5 – Morte de Animais
Após as infestações de piolhos e moscas, seguiu-se então uma praga sob a forma de uma infecção que afectava os animais e que os acabava por matar. Tal como no caso anterior, o Faraó aceitou libertar os hebreus para depois os voltar a prender, uma táctica que usou por diversas vezes ao longo das pragas.
6 – Pústulas
Seguimos então para a sexta praga que afectou o povo egípcio que foram então pústulas, isto é, borbulhas e feridas nas peles dos animais e pessoas. Estas pústulas viriam também a ser acompanhadas por úlceras que também afectaram todas as espécies de seres vivos do Egipto.
7 – Granizo
Vamos então para a sétima das pragas que afectou o Egipto de acordo com o Livro do Êxodo, uma chuva de granizo. Esta queda de pedras de gelo afectou todas as regiões do país excepto a região onde se encontrava o povo hebreu e acabou por destruir todas as plantações do país.
8 – Gafanhotos
Apesar de já ter passado por sete pragas, o Faraó egípcio continuou a prometer libertar o povo e voltar atrás com a sua promessa em todos os momentos em que o Deus de Israel interrompia as pragas. Posto isto, a oitava praga consistiu então de uma autêntica nuvem de gafanhotos que devoraram grande parte dos pertences do Faraó, o que o fez ceder e libertar o povo… Mais uma vez, só até ao momento em que a praga foi interrompida, revertendo a sua decisão nesse momento.
9 – Escuridão
Para nona praga, o Deus de Israel acabou por submeter todo o Egipto à escuridão, excepção feita à região onde se encontrava o povo hebreu. Durante vários dias o povo de Israel não viu o sol, ficando totalmente coberto pela escuridão, não sendo uma praga forte o suficiente para convencer o Faraó a libertar os seus escravos.

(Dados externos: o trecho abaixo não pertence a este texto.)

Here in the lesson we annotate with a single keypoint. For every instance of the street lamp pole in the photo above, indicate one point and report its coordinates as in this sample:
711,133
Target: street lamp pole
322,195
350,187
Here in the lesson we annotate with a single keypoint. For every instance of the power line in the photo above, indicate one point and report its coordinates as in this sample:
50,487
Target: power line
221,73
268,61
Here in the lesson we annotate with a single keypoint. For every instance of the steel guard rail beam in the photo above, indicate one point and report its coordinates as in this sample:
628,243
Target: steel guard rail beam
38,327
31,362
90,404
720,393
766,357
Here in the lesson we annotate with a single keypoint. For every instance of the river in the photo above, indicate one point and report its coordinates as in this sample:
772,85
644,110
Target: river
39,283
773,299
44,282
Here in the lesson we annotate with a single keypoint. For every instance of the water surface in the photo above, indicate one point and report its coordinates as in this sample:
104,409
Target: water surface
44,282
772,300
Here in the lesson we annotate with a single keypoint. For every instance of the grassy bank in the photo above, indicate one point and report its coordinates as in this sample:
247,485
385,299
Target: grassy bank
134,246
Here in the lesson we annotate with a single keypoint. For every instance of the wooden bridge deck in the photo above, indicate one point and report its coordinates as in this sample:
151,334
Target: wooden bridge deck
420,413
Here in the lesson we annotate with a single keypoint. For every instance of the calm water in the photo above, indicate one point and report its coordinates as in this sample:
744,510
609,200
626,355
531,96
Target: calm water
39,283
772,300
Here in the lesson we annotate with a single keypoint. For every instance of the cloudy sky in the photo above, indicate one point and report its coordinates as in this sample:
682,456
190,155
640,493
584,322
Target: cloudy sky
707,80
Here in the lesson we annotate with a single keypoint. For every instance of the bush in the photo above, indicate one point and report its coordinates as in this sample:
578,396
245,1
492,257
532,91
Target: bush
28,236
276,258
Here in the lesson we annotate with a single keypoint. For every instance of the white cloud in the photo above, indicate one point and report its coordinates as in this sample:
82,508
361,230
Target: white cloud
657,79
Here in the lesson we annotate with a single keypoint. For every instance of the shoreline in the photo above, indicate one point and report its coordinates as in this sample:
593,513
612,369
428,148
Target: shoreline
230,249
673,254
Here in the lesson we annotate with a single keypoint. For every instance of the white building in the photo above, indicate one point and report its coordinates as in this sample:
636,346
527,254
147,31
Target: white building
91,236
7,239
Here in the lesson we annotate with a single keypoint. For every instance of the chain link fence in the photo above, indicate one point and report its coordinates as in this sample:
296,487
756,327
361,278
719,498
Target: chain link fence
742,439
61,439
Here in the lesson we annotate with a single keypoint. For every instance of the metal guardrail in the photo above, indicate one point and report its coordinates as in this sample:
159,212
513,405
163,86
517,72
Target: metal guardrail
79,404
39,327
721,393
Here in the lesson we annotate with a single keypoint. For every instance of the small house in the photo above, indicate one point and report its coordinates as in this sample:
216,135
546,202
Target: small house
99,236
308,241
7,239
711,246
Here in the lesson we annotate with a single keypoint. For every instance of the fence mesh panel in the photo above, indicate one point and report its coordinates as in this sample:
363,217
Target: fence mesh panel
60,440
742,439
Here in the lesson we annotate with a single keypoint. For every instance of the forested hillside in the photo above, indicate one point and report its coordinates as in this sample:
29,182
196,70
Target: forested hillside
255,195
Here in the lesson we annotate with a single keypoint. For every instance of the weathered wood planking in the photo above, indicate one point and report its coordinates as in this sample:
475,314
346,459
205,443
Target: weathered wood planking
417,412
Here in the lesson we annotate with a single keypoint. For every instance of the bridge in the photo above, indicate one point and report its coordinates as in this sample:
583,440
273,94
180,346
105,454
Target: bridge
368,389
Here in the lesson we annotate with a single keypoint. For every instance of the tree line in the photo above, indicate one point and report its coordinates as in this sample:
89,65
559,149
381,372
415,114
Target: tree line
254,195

10 – Morte de Primogénitos
Por fim, a última praga que afectou o Egipto foi então a morte de primogénitos, quer de homens, quer de animais, tendo inclusive morrido o filho do próprio Faraó. Com este acontecimento, o Faraó decidiu libertar o povo hebreu, embora se tenha arrependido dessa decisão. No entanto, ao ir atrás do povo hebreu com os seus soldados, o Faraó fracassou e viu o seu exército morrer afogado no famoso momento em que Moisés separou as águas do Mar Vermelho para o povo hebreu as atravessar, águas essas que voltaram a se unir antes que os soldados conseguissem também atravessar o percurso entre as duas margens.